Dennis Clay is at it again. One week he and his friends are shooing elk herds off of ranchers' fields because they are so plentiful they are becoming almost a pest. The next week, wolves are decimating elk herds to the point of towns losing the economic boost of hunters. This is all just to stir up the angry mob to light the torches. Outdoor writers like Clay have to fall into line or be shunned.

Here is another side to the Diamond Point Ranch and its supposed wolf problem. A millionaire rancher with 3,000 acres also leases state land, much of it forested, to graze his cattle. He has a paranoid agenda too. He has always said the "radical environmentalists" were going to stop him from leasing land to save wolves. Some say he may have baited the wolves with a calf. Now, of course, the whole pack is to be exterminated by Fish and Game from helicopters. He wins; the wolf loses. But really this was the only documented pack in Washington state. This one pack, supposedly decimating elk and caribou herds, according to Mr. Clay.

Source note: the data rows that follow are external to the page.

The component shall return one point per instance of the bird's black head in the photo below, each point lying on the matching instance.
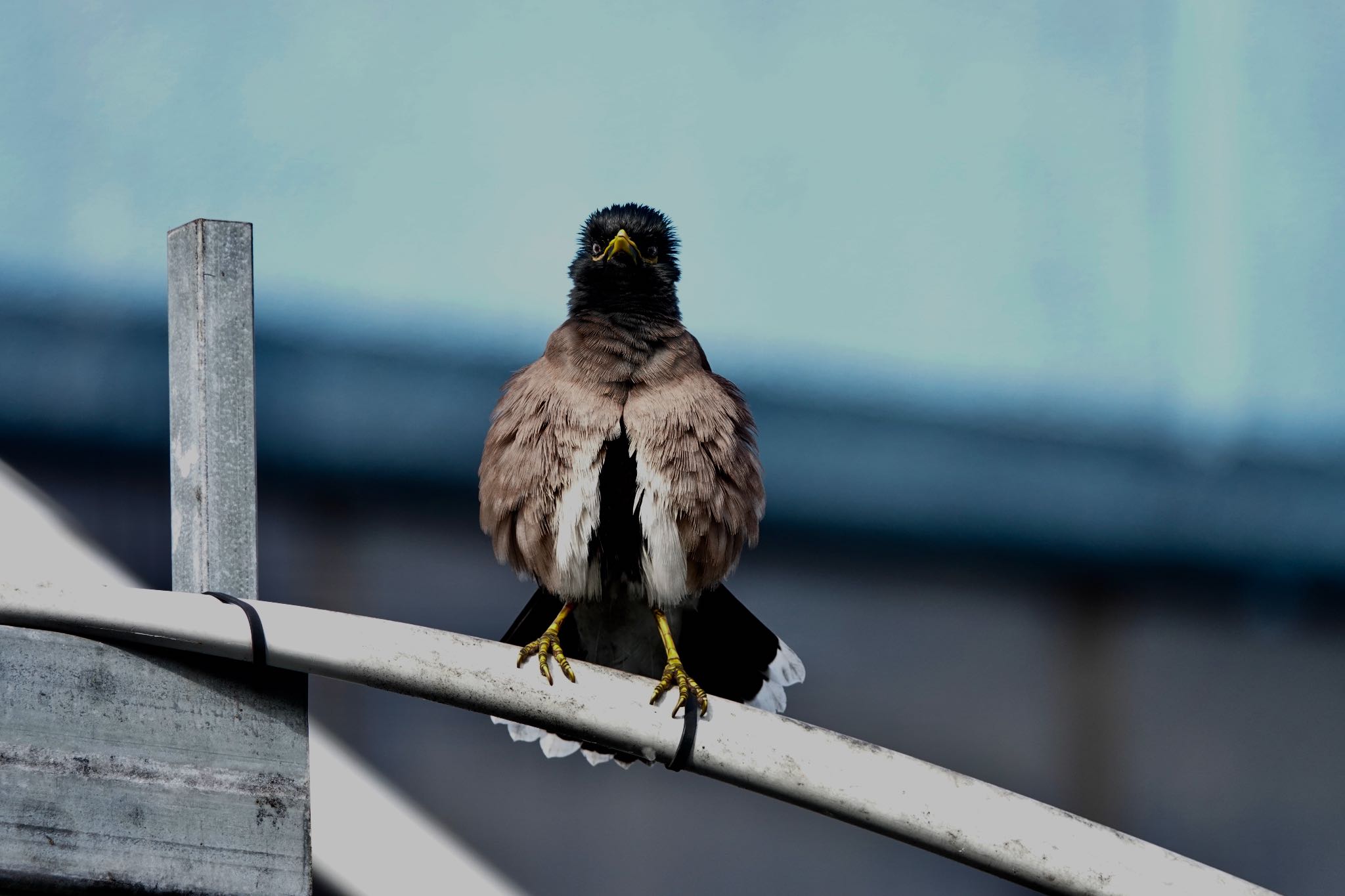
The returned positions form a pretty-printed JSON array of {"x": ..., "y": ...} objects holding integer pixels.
[{"x": 627, "y": 264}]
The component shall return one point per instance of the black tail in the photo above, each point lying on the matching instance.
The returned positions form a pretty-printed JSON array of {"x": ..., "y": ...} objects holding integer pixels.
[
  {"x": 732, "y": 654},
  {"x": 726, "y": 649}
]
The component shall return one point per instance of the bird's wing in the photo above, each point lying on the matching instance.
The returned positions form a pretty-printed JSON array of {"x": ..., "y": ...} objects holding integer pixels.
[
  {"x": 698, "y": 476},
  {"x": 539, "y": 475}
]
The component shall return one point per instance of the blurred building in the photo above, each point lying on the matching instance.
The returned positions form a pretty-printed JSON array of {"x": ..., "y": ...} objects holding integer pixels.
[{"x": 1101, "y": 620}]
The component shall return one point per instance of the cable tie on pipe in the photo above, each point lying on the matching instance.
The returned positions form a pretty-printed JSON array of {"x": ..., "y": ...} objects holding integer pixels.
[
  {"x": 254, "y": 622},
  {"x": 682, "y": 757}
]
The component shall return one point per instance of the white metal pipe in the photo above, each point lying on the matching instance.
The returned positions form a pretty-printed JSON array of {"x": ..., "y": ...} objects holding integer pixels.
[{"x": 967, "y": 820}]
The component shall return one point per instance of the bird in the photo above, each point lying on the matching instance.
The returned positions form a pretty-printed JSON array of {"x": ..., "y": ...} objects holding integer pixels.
[{"x": 622, "y": 476}]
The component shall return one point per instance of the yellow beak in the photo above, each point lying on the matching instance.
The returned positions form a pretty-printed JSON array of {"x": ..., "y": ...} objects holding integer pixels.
[{"x": 622, "y": 244}]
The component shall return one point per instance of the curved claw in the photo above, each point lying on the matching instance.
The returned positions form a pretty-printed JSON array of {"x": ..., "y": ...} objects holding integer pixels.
[
  {"x": 686, "y": 685},
  {"x": 549, "y": 645}
]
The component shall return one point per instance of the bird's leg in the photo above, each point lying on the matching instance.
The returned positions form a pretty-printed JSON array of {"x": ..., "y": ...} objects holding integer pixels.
[
  {"x": 549, "y": 645},
  {"x": 674, "y": 673}
]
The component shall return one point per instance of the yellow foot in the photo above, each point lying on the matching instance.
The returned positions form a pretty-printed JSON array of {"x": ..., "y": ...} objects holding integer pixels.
[
  {"x": 548, "y": 645},
  {"x": 673, "y": 672}
]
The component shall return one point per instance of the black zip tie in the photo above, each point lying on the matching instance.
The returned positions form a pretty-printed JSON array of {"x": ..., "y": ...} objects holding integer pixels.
[
  {"x": 254, "y": 622},
  {"x": 684, "y": 748}
]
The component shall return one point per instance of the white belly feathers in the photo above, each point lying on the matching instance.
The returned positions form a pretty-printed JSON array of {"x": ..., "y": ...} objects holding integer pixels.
[{"x": 577, "y": 519}]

In Minnesota, where I am from, wolves and hunters (and campers) coexist. There have been no dairy cows or humans attacked. Whitetail deer and moose are plentiful. Kids wear pictures of wolves on their T-shirts. The basketball team is named the Timberwolves. People canoe and camp in the Boundary Waters Canoe Area, home to wolves. I guess Minnesotans aren't as quick to believe all the propaganda. We even elected a free-thinking governor, Jesse Ventura, who now looks like an old, gray wolf.